Duitse Rijk
Uit Wiki Munten en papiergeld
Duitse Rijk,
1. gewoonlijk de aanduiding voor het Heilige Roomse Rijk der Duitse Natie,
2. officiële naam voor de Duitse staat die bestond in de periode 1871-1945. Dit Duitse Rijk werd in 1871 na de Frans-Duitse oorlog opgericht als het Duitse keizerrijk, een statenbond van de Duitse vorsten onder leiding van de koning van Pruisen met de titel van keizer.
Na de Eerste Wereldoorlog werd het Duitse Rijk in 1918 een republiek, die meestal met de naam Weimar-republiek aangeduid wordt. In 1933 kwam Hitler aan de macht die het toenmalige Duitse Rijk om propagandaredenen als "Drittes Reich" aanduidde. In 1945, aan het einde van de Tweede Wereldoorlog, werd Duitsland door de vier geallieerden, Frankrijk, Groot-Brittannië, de Sovjet-Unie en de Verenigde Staten bezet en kwam er een einde aan het Duitse Rijk.

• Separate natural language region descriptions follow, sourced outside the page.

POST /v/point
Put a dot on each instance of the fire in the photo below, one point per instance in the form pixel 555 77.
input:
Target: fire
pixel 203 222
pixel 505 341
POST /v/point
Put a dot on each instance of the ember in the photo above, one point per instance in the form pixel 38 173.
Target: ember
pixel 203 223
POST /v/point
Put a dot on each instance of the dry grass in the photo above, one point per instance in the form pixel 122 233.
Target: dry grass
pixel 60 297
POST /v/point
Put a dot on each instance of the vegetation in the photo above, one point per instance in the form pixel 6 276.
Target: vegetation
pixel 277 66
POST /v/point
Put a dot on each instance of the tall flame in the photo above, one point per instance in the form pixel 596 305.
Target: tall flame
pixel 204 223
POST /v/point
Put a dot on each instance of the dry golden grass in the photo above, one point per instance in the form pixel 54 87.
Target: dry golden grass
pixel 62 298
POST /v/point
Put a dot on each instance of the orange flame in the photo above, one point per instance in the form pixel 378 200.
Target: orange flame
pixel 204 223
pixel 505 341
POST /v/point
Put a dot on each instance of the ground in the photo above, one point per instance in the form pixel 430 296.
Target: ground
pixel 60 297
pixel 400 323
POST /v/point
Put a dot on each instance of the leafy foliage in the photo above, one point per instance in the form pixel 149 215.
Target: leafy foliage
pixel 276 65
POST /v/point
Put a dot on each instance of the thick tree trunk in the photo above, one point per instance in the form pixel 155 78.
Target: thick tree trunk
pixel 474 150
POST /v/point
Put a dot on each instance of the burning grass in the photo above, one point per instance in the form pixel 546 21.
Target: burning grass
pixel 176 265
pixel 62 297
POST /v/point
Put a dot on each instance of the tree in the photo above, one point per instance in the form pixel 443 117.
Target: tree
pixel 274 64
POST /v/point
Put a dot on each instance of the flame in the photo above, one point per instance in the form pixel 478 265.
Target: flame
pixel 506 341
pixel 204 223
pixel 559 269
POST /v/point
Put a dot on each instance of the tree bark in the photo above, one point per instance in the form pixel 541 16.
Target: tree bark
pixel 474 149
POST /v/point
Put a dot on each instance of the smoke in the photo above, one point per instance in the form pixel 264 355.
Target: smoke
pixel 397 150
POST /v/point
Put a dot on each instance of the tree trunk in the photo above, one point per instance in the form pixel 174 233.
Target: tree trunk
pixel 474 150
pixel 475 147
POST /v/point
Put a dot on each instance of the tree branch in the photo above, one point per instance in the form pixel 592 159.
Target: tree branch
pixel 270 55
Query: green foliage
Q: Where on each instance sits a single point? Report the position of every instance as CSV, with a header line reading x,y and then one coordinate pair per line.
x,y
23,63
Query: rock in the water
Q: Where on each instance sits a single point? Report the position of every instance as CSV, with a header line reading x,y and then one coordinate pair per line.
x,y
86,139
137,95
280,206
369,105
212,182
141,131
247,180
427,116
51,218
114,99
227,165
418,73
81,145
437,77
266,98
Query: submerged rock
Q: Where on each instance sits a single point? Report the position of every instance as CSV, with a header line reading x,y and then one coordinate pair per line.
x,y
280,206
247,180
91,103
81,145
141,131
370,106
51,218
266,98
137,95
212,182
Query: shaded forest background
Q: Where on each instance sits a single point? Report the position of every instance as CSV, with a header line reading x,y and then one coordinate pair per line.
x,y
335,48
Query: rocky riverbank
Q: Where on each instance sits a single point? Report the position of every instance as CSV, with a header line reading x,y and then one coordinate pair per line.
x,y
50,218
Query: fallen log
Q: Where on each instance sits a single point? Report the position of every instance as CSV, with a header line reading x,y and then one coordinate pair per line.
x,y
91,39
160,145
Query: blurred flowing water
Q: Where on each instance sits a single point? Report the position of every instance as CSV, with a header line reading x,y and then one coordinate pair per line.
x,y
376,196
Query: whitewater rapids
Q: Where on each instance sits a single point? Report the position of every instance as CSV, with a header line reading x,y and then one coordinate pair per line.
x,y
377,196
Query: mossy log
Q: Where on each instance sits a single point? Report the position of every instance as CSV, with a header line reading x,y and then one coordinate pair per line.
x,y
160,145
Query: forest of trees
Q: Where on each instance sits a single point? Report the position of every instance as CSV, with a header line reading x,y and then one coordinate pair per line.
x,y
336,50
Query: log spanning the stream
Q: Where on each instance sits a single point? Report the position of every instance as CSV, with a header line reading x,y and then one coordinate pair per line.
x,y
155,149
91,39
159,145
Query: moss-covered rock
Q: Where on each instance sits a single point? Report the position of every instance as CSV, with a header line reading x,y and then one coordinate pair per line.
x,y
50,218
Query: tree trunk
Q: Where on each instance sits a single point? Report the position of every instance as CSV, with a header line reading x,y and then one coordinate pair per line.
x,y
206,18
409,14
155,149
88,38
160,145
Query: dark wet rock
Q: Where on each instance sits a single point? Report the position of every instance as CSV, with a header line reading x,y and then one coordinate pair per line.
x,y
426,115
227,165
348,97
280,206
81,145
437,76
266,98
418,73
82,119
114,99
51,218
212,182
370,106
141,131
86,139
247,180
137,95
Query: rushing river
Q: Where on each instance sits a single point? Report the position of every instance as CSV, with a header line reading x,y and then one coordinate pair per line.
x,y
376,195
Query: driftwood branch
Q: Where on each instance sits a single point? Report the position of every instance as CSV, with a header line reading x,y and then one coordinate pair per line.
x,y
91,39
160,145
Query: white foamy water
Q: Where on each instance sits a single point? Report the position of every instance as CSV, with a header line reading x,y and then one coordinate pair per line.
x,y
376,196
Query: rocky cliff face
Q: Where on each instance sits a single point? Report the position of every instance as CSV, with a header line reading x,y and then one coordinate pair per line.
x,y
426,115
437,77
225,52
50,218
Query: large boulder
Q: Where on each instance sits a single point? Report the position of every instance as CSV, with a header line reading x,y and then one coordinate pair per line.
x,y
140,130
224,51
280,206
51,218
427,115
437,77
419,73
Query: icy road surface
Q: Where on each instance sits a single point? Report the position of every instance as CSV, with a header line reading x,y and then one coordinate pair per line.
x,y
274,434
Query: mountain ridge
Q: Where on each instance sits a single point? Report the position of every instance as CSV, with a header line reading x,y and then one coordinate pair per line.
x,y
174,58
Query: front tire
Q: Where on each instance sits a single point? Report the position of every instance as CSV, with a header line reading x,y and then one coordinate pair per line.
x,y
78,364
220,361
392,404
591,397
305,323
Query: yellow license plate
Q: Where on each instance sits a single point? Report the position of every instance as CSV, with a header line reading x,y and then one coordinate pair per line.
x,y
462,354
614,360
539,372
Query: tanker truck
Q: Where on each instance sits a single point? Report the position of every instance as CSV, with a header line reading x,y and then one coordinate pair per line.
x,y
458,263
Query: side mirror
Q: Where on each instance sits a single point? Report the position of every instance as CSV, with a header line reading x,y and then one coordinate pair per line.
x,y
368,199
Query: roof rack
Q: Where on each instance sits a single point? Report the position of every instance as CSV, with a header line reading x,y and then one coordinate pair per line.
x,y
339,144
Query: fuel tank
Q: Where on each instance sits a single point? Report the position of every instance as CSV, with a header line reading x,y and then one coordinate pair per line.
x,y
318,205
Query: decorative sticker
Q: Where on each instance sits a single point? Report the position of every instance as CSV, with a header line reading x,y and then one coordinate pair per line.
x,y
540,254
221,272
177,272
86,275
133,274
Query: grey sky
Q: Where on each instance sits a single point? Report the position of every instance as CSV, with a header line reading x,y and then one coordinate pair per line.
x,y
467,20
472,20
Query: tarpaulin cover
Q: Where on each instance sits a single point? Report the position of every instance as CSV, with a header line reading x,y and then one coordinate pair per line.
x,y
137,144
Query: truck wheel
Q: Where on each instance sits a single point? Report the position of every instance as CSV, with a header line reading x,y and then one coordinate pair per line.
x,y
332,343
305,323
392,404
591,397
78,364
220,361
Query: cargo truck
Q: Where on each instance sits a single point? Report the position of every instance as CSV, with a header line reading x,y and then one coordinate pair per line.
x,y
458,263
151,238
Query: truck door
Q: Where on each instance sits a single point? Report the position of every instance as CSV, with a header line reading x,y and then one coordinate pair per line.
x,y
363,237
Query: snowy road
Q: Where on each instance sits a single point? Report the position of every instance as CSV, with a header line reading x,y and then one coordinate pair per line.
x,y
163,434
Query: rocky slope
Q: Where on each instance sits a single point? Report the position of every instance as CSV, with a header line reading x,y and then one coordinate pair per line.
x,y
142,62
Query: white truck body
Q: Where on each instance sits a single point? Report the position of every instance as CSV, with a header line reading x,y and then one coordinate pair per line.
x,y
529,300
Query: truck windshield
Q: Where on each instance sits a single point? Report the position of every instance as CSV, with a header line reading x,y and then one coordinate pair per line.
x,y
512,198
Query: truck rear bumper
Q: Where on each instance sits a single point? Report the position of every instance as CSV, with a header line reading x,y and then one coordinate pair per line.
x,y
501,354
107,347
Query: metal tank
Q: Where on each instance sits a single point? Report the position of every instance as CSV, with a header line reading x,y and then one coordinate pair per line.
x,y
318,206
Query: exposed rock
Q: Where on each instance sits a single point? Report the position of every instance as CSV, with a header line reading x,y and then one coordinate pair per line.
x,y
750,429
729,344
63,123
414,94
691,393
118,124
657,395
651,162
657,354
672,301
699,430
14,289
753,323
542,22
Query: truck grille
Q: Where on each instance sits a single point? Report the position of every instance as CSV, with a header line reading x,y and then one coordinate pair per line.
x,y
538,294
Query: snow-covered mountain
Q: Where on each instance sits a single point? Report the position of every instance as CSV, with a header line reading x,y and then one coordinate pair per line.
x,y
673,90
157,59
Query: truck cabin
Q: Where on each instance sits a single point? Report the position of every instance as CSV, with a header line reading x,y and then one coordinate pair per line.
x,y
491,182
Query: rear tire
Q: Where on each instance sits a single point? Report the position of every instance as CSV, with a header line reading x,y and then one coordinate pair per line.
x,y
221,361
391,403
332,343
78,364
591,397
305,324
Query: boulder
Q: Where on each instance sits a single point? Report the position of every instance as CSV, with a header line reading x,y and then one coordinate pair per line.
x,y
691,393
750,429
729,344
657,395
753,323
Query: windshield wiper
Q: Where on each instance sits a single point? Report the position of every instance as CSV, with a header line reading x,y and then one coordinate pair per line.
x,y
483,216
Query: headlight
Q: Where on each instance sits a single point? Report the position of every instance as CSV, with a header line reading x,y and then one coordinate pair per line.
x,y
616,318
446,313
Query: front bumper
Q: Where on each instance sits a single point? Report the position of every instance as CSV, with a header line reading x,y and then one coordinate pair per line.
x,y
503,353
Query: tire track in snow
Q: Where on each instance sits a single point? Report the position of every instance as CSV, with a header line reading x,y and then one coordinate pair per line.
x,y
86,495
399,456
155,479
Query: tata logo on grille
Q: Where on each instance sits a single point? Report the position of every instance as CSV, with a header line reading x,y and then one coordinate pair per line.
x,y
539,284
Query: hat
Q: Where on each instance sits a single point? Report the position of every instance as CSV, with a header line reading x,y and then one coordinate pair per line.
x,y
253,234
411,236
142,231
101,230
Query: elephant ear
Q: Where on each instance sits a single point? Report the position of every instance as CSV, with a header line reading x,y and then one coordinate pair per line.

In 1871 werd de gouden standaard ingevoerd met een nieuwe nationale eenheid, de mark, die de oude eenheden, de zilveren taler van 30 groschen in het Noorden en de zilveren gulden van 60 kreuzer in het Zuiden, moest vervangen. De mark werd gelijkgesteld met 1/3 taler of met 35 kreuzer. Er kwamen gouden munten van 10 en 20 mark en in 1873 zilveren munten van 5, 2, 1, ½ mark of 50 pfennig, en 20 pfennig; munten van koper-nikkel van 10 en 5 pfennig en koperen munten van 2 en 1 pfennig. De denominaties boven 1 mark werden op naam van de afzonderlijke vorsten, in de rijksmunthuizen geslagen, de aantallen in verhouding tot het inwonertal. De munten van 1 mark en lager hebben als beeldenaar alleen de rijksadelaar. De oude muntsoorten mochten voorlopig blijven circuleren maar werden vanaf 1873 één voor één ingetrokken.
Het oude papiergeld in talers en guldens werd vanaf 1874 vervangen, eerst door Reichskassenscheine, en vanaf de Bankwet 1875 door biljetten van de verschillende emissiebanken.
Tevens werd bij deze Bankwet de Preussische Bank omgezet in de Deutsche Reichsbank en voorzag men in het verkleinen van het aantal emissiebanken, zodat van de oorspronkelijke 32 er in 1906 nog 4 over waren, die opgeheven werden in 1935. Ingevolge deze wet gingen ook de beide Luxemburgse emissiebanken, de Banque Internationale à Luxembourg (BIL) en de Banque Nationale (BN), van talers over op marken.
De biljetten van de Reichsbank kregen in 1910 de status van wettig betaalmiddel.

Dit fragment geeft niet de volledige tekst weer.